Firstly, although all the detail in the image is seamlessly joined, ICE doesn’t always seem to be able to compensate for uneven light from one frame to another. By this I mean that if one side of the frame is slightly darker than the other (it is so slight that you don’t even know about it until you start stitching), then in stitching you will notice this when the lightness of the picture changes at the seam. ICE allows you to export the panorama in e.g. Photoshop format with layers, so for critical work, you can use adjustment layers to fix the issue. You can see an example of this problem in the panorama below – there’s a sharp change in levels a little bit right from the middle, and then about 2/5 from the right there’s a wide strip with some lighter levels. It’s good enough for me because I won’t use this image for anything other than keeping in my catalogue (and using it as an example here), but if were to e.g. print it then I would take some time in an editor to sort out the levels.
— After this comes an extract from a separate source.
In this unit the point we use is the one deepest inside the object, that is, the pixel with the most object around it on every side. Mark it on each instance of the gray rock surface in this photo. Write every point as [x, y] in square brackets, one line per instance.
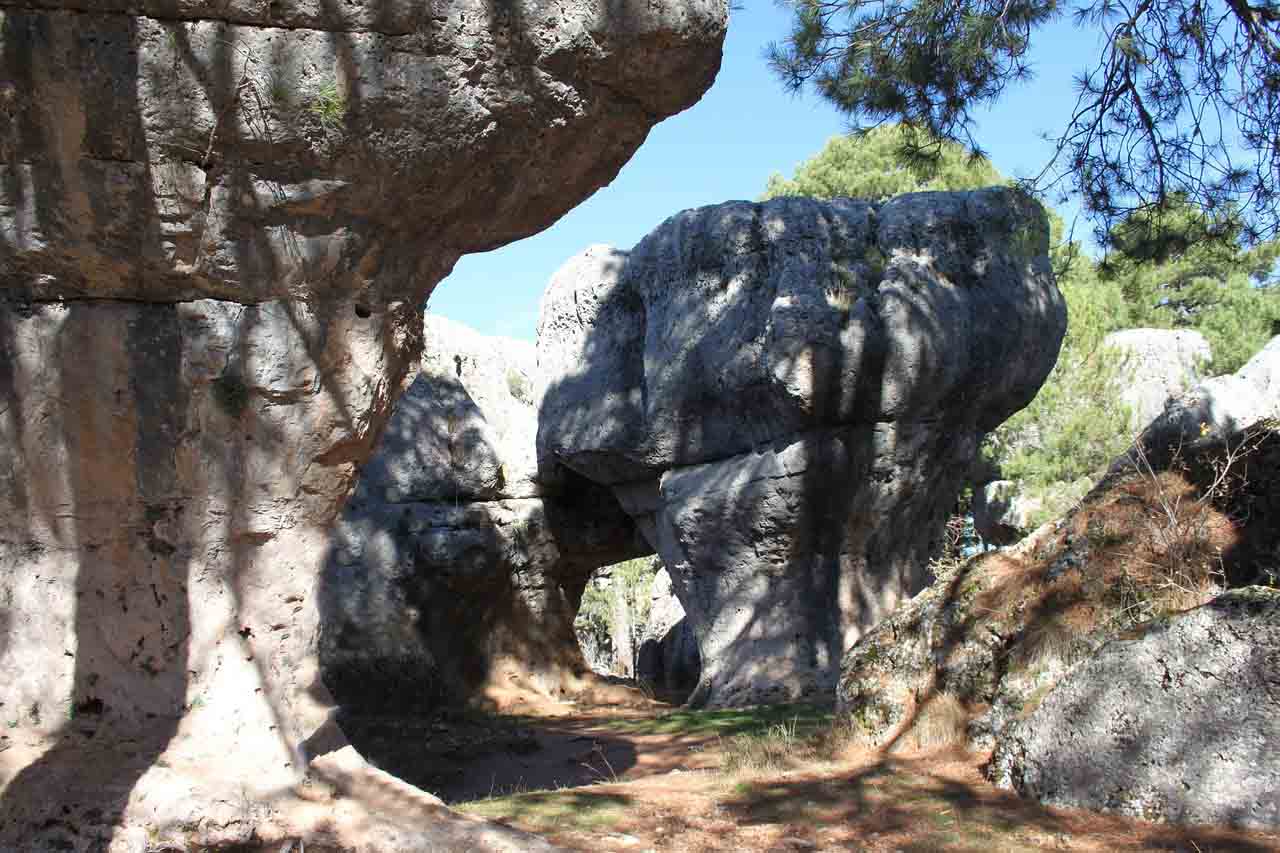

Secondly, sometimes ICE leaves out a frame in the stitch for no apparent reason at all. Initially I thought it’s doing it because there wasn’t enough overlap between the frames, but then it happened again when there was definitely enough overlap. I re-loaded the frames but it did the same thing again. The really strange thing is that ICE knew exactly what size of slice was missing in the panorama, so it left a gap which was a perfect fit to fill in Photoshop without moving any of the layers done by ICE. Weird. This happened e.g. with the above panorama.
Other than these bugs, it really doesn’t get any easier. Launch the software, select the pictures, read some news while you wait (it doesn’t take very long anyway), select the crop and how you want to save it and that’s it. I never thought I’d say this but… well done Microsoft!
The only problem I have now is what will I do when I go over to Macs next year like I’m planning to? I somehow doubt that Microsoft will make a Mac-compatible ICE!